Question about pretraining on language model
Closed this issue · 5 comments
Hi, thank you for your nice work.
When I try to pretrain the language model, I have a problem like this:
Here is my yaml of pretrain-language config, I only changed the epoch-related values.
global:
name: my-pretrain-language
phase: train
stage: pretrain-language
workdir: results
seed: ~
dataset:
train: {
roots: ['data/WikiText-103.csv'],
batch_size: 1024
}
test: {
roots: ['data/WikiText-103_eval_d1.csv'],
batch_size: 1024
}
valid: {
roots: [ 'data/validation' ],
batch_size: 384
}
training:
epochs: 80
show_iters: 50
eval_iters: 100
save_iters: 3000
optimizer:
type: Adam
true_wd: False
wd: 0.0
bn_wd: False
clip_grad: 20
lr: 0.0001
args: {
betas: !!python/tuple [0.9, 0.999], # for default Adam
}
scheduler: {
periods: [70, 10],
gamma: 0.1,
}
model:
name: 'modules.model_language.BCNLanguage'
language: {
num_layers: 4,
loss_weight: 1.,
use_self_attn: False
}
May I ask if you have encountered any relevant situation?
Thank you!
Also tried to use the default yaml pretrain_language_model.yaml
, but I got the same error.
Hi, I ran with your yaml file and default yaml file, and both are working.
My run script is:
python main.py --config=configs/pretrain_language_model.yaml
Could you check it again, and give more information of your run environment?

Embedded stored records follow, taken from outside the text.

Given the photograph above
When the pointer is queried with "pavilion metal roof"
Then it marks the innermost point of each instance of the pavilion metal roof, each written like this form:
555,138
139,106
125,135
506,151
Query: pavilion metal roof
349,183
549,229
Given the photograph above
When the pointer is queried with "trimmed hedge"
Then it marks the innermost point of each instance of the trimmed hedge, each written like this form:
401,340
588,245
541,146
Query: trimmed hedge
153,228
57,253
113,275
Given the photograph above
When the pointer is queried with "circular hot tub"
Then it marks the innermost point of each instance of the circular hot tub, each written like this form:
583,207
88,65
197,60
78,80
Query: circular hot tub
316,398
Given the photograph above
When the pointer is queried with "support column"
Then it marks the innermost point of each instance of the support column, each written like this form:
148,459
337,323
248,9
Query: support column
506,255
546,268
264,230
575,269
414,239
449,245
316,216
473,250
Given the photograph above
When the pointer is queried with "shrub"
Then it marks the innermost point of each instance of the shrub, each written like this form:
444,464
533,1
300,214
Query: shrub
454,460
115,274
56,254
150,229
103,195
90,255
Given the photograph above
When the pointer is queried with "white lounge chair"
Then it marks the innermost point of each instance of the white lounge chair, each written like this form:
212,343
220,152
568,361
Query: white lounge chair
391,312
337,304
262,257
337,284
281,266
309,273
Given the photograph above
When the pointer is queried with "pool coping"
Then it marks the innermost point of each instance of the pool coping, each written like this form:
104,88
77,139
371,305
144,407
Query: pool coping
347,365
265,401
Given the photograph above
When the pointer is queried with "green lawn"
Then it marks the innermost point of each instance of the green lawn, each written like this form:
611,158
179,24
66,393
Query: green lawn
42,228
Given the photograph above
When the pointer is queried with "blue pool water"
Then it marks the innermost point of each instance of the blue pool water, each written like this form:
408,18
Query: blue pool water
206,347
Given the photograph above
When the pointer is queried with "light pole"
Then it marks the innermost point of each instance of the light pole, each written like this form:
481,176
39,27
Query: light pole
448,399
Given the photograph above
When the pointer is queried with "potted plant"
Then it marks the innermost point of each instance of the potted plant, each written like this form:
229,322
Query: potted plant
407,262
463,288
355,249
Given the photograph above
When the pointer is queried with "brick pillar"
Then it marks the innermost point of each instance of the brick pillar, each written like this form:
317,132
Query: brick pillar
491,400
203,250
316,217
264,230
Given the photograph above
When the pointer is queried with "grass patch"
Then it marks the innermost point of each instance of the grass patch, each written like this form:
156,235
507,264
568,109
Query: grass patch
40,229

Hi, I ran with your yaml file and default yaml file, and both are working. My run script is:
python main.py --config=configs/pretrain_language_model.yaml
Could you check it again, and give more information of your run environment?
Hi, thank you for your answer. I ran with the default yaml file, and just changed the batch_size and eval_iters.
The same error occured after first eval_iter.
Here is the default yaml file
global:
name: pretrain-language-model
phase: train
stage: pretrain-language
workdir: results
seed: ~
dataset:
train: {
roots: ['data/WikiText-103.csv'],
batch_size: 1024
}
test: {
roots: ['data/WikiText-103_eval_d1.csv'],
batch_size: 1024
}
valid: {
roots: [ 'data/validation' ],
batch_size: 384
}
training:
epochs: 80
show_iters: 50
eval_iters: 100
save_iters: 3000
optimizer:
type: Adam
true_wd: False
wd: 0.0
bn_wd: False
clip_grad: 20
lr: 0.0001
args: {
betas: !!python/tuple [0.9, 0.999], # for default Adam
}
scheduler: {
periods: [70, 10],
gamma: 0.1,
}
model:
name: 'modules.model_language.BCNLanguage'
language: {
num_layers: 4,
loss_weight: 1.,
use_self_attn: False
}
I am confused about the error. Maybe it is the wrong version of some packages.
I ran it on 1 2080Ti, and some primary package version are as followed:
torch=1.7.1
torchversion=0.8.2
Pillow=8.3.2
opencv-python=4.6.0.66
Would you mind sharing your env which I could compare with it?
Sorry for the trouble, thanks!
Oh, I see. The problem occurs because of validation dataset.
We now fix this problem (efd29dd) (we only evaluate test dataset (not validation dataset) when pretraining language model) and the code is now working!
Thank you for your letting me know the error.
It works after updating the code! I will close this issue.
Thanks for your work, have a nice day!